As for your comment about DEM, your images should be pointing to the default MOLA DEM for Mars. This would have automatically occurred when you ran spiceinit on your images. You can verify by viewing the label of an image (using the unix command less or more) and looking for the keyword ShapeModel under the Kernels group. I believe some of the mismatches you are seeing have to with the large difference between the resolution of your CTX images (~6 m/pixel) and that of the DEM the software is using for geometric intersections and projections (the MOLA has a resolution of 128 m/pixel). Maybe you have noticed in qnet that tie points near prominent topographic features breath and appear to have other distortions when the blink tool is on and the geom button is enabled? I believe a lot of that is due to topography (though the camera model may be coming into play as well - I'm not sure). Even blanketing the images with perfect points may not address the mismatches you highlight in your png's. And as another colleague pointed out, the offsets/mismatches you are seeing in your png's is probably parallax between what are likely a stereo pair.
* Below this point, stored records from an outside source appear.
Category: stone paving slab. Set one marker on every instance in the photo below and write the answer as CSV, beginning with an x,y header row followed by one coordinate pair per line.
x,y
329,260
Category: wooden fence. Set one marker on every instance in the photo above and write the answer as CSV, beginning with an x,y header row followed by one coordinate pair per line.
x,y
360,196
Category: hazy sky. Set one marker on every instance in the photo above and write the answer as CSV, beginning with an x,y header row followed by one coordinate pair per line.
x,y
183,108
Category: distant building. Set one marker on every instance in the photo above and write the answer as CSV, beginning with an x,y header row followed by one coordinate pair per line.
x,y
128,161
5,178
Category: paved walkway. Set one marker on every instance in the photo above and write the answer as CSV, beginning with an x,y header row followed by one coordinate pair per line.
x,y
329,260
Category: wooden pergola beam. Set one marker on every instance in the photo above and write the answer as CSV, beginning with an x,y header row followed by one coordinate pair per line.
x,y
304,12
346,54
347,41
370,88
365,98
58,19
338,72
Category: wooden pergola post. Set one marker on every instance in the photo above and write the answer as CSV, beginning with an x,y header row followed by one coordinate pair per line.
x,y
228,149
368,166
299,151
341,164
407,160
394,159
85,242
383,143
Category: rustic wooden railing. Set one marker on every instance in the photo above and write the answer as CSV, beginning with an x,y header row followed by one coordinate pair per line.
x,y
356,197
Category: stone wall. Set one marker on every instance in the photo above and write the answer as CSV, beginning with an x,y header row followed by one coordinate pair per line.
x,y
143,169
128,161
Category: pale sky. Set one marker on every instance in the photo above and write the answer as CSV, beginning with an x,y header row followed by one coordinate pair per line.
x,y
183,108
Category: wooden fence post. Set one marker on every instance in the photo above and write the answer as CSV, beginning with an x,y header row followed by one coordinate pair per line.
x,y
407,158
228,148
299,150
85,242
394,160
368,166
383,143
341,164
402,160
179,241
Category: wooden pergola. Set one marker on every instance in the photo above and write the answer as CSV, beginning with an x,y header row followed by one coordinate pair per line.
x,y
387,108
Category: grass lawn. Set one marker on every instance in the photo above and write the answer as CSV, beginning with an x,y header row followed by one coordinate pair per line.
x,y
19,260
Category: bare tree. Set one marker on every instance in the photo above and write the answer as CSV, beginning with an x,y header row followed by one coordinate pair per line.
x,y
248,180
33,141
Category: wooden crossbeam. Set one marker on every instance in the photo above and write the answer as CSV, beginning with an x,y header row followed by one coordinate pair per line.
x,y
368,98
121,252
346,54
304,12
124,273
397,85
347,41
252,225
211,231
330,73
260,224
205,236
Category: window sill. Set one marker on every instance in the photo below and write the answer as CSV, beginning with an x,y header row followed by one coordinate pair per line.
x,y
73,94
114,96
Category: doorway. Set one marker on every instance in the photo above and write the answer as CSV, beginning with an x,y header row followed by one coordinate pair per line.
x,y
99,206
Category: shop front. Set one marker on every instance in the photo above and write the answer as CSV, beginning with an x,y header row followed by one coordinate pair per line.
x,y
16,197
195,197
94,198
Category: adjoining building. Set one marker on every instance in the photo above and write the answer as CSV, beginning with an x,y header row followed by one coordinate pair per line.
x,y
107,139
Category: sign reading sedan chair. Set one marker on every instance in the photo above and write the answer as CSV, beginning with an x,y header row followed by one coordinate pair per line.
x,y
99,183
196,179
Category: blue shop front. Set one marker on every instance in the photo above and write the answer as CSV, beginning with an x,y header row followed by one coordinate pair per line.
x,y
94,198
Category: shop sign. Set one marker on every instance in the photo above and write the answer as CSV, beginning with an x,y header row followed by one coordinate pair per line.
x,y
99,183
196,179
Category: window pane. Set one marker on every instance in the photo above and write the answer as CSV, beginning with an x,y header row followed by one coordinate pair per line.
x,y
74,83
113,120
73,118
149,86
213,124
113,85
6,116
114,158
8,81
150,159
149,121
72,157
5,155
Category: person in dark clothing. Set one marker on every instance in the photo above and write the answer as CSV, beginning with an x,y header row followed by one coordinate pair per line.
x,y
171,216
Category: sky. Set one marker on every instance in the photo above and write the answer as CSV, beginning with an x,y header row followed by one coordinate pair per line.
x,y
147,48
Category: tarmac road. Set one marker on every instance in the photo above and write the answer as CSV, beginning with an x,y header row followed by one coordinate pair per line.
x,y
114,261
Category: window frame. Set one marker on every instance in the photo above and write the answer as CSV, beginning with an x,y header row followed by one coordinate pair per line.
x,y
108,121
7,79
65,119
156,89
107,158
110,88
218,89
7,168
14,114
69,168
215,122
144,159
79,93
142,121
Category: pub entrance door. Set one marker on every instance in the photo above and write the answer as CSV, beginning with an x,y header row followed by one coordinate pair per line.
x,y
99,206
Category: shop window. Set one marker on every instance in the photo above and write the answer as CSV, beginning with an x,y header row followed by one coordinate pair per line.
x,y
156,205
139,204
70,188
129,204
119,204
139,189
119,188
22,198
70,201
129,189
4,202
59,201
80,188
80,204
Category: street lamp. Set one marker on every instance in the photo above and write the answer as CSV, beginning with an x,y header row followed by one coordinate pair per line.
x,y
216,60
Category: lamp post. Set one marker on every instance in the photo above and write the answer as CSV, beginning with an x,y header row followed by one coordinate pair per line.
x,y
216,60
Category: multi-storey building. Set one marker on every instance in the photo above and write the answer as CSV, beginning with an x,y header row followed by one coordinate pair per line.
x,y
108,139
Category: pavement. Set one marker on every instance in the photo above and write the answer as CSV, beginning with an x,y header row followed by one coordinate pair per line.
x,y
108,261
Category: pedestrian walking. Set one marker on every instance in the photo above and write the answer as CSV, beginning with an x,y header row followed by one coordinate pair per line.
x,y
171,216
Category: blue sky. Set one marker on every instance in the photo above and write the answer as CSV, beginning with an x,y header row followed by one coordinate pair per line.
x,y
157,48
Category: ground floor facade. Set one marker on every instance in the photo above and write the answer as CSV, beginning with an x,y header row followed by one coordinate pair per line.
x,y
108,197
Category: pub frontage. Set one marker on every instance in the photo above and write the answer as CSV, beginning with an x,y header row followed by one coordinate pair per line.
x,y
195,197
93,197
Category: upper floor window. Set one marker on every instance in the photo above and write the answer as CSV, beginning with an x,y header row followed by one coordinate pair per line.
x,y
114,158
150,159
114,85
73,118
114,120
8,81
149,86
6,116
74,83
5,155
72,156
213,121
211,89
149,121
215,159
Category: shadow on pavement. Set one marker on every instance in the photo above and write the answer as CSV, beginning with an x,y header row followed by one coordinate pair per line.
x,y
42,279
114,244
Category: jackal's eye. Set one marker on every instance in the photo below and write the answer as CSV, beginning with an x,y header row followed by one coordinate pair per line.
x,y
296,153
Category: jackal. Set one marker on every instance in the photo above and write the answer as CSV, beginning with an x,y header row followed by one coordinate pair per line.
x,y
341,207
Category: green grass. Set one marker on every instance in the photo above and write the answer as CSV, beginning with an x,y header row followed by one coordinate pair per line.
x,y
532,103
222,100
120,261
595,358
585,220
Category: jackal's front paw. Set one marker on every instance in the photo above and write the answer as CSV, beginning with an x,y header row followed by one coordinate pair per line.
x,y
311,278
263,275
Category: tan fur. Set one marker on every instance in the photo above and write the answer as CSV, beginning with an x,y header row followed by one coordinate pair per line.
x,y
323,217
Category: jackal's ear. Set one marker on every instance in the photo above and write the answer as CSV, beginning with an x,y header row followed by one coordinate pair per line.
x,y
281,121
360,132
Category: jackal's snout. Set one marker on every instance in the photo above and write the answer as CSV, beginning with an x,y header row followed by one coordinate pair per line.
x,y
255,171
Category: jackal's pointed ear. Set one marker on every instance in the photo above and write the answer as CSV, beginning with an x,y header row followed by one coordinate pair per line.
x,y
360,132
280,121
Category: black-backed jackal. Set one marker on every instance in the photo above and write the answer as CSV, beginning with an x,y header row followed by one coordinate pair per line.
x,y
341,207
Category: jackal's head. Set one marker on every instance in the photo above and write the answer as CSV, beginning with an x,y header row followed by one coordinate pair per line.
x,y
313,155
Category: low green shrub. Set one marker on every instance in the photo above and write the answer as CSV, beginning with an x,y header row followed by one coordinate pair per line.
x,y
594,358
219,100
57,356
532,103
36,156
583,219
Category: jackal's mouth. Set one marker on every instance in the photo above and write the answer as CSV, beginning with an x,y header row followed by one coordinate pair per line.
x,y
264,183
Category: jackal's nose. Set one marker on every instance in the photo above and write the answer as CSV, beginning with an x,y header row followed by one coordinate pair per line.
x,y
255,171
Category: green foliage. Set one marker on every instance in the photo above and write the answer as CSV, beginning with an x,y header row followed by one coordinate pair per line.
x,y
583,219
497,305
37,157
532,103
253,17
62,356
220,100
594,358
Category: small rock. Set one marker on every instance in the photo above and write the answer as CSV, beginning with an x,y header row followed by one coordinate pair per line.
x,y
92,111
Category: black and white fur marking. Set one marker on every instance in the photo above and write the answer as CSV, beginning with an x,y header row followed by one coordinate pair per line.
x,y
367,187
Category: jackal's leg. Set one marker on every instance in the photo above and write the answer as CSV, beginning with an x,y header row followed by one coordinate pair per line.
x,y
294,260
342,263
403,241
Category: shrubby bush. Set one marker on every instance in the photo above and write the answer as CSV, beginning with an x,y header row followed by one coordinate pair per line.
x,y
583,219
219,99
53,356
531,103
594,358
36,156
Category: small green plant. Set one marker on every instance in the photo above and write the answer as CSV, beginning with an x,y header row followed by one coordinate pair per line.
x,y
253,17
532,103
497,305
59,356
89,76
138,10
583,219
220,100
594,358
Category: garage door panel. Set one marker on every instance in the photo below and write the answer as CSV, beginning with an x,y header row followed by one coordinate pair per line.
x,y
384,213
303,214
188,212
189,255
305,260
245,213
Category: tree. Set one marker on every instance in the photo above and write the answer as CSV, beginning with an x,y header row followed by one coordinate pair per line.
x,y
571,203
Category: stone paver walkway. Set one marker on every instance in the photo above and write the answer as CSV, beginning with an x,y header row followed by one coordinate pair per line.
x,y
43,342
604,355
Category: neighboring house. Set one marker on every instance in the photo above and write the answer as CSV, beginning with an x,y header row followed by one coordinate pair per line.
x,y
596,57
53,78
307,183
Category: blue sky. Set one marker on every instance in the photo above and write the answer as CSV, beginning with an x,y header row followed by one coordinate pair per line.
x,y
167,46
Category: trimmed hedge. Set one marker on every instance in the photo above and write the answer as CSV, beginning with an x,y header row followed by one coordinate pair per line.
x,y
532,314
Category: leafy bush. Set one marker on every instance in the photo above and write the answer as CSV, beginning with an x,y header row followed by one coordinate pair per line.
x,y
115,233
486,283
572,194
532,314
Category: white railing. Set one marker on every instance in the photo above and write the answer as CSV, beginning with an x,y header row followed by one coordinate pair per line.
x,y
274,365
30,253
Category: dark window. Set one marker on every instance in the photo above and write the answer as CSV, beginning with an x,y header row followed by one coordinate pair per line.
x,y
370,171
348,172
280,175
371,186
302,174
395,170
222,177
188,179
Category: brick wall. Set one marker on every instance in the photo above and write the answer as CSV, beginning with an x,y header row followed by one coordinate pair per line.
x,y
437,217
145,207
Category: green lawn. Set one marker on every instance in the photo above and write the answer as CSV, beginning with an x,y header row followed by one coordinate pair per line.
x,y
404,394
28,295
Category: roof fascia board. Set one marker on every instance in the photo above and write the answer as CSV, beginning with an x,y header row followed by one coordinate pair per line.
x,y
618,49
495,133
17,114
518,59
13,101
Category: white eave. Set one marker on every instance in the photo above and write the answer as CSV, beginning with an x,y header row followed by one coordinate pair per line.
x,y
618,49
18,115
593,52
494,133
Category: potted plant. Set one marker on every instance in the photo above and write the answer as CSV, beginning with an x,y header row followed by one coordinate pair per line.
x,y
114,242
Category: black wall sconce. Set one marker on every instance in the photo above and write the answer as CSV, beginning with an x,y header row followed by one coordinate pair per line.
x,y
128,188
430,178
That is not something that can be fixed by a bundle adjustment.
Unfortunately creating networks and improving image geometry is as much art as it is a science and takes a bit of experimentation for certain data sets.
There are different ways to run jigsaw (and interpreting the numerical results to improve parameter settings) that may improve your results, but I will leave the details of that conversation to our Photogrammetrist Ken who will add to this post when time permits.
#6 Updated by Alexander Yadykin over 1 year ago
I tried to play with tie points count, pattern & search chip size.
The results were sometimes better, sometimes worse than it was shown in my previous post.
But as the main result - unfortunately I could not get perfect images stitching on whole area of mosaic.
I agree that low resolution DEM is one of the main reasons of such result.
I checked all points using qnet with blink tool & geom button, but I did not see nothing unusual.
Left & right images had slight different rotation angle, were squeezed or stretched a bit, but I think that the reason of such distortions is a different viewing angle during image recording.
#7 Updated by Kenneth Edmundson over 1 year ago
My name is Ken Edmundson and I am a photogrammetrist here at USGS in Flagstaff and have written much of the ISIS bundle adjustment software (jigsaw).
I understand that you are struggling a little bit with the CTX example and I'm sorry about that.
I hate to leave you waiting for an explanation, but it would take some time for me to study your problem and respond and I am simply swamped at the moment.